I hesitantly started a regimen of intravenous medications designed to squelch my own immune activity in hopes of getting my disease to relent. And surprisingly, within days, I was symptom free for the first time in years. Thankfully it lasted for a year as I happily planned a wedding and got married. But after some very loose dietary allowances in the Caribbean including sugary drinks with my new husband, I started to feel the slow pull of my disease again.
Watching me get sick on our honeymoon, my husband decided we were going to make the change to Paleo once and for all. He was determined to help me combat this disease and we started the day we got back from our trip. Our new life together began with a whole new world of Paleo cooking, including some newlywed fights over what I could and couldn’t have to eat. He was steadfast and strict, not allowing me to cheat for my own good and I’m so thankful for his support and encouragement throughout that tough process. For exactly a year, we ate out at a restaurant only five times, cooking all of our food at home.

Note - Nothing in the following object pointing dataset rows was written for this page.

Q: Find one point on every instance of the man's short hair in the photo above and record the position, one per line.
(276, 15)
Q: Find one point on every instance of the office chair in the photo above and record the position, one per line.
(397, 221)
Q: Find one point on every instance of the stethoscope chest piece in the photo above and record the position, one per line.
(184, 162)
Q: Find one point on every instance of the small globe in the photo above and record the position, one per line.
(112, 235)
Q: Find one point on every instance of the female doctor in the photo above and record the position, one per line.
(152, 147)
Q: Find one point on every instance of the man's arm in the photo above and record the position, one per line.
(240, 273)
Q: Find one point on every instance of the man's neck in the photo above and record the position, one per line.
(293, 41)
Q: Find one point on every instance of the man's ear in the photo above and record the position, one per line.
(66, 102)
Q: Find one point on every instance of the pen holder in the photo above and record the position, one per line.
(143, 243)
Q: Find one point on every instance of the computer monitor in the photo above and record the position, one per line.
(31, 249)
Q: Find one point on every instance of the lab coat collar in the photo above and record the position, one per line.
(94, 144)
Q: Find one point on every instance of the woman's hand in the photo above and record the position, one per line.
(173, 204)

At first, I still had symptoms and it took several months to get them back to a minimal level. When I stopped eating sugars and carbs all together, consuming only broth and vegetables for a week, I went through a horrible bacterial die-off reaction as a result of gut dysbiosis with vehement hives over my entire body. I slept the week away with super-powerful Benadryl wondering what I had done to deserve this! But slowly I started to improve.

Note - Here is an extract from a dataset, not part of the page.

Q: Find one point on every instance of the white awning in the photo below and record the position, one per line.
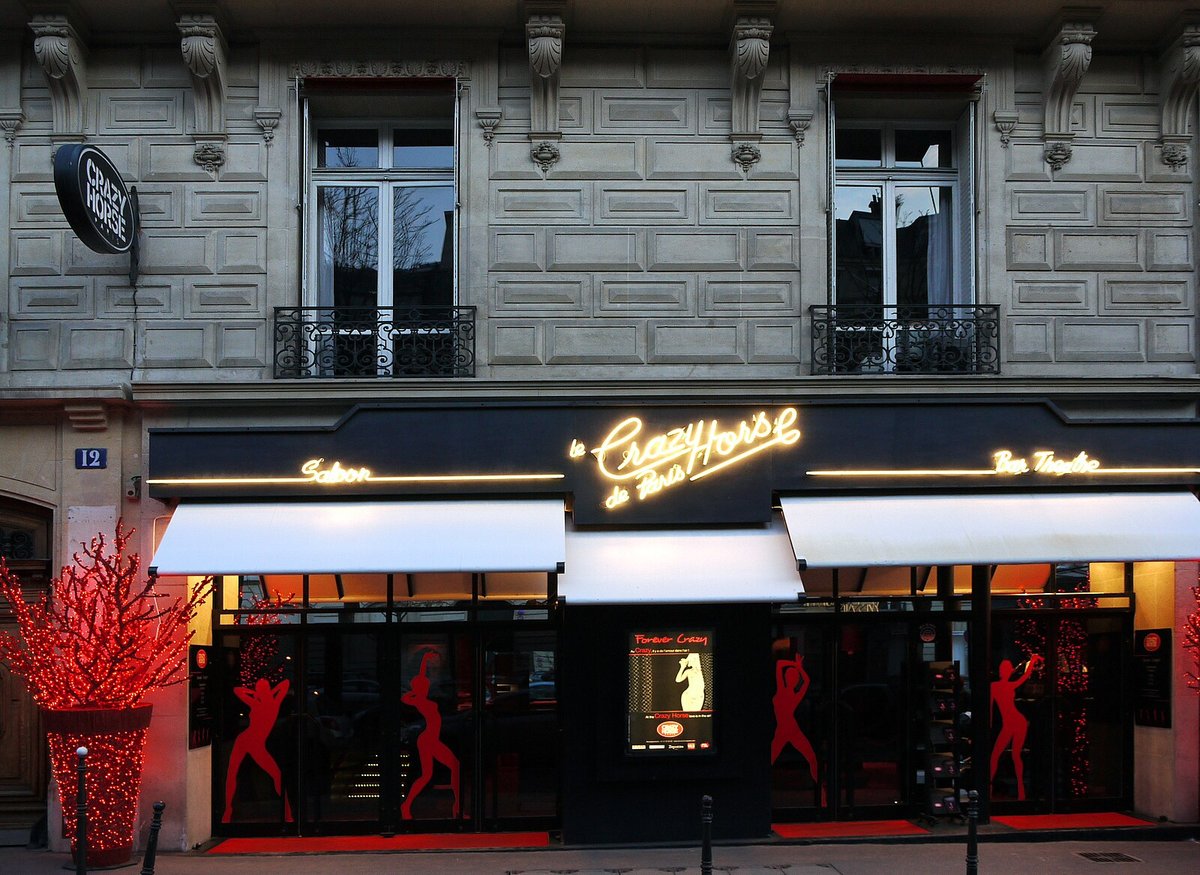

After two years of strictly following Paleo, I haven’t had a true flare. Even when I did have some distinct colitis symptoms, I squashed it within a week using only food, much to the amazement of my gastroenterologist. The steroids have sat untouched on my shelf, hopefully banished to oblivion. My disease isn’t entirely gone- I still have to get intravenous infusions and take oral medications. I wish I could relinquish it all but I’m not there yet. Maybe I will get there; maybe I won’t.
I believe the Paleo Diet is what keeps me in remission. I have relied on the Paleo Mom’s information to a huge degree in my healing process and have completed several rounds of the Autoimmune Paleo regimen, which restricts all foods that could potentially cause an immune reaction. It’s not easy, it’s not mainstream, and it’s probably not something that your GI doc will mention. But I advocate for it, believe in it and follow it because I would rather heal my body with natural, delicious foods.
Not surprisingly, our friends and family noticed our tasty fare and healthy lifestyle and wanted in on the fun. Now, it’s become a social way to involve others in healthy eating and reducing disease. For me, the trial of UC has opened doors to an opportunity to live better, eat better and walk in hope. With the help of the Paleo diet, I feel like I’ve gotten my life back. And it’s more delicious than ever.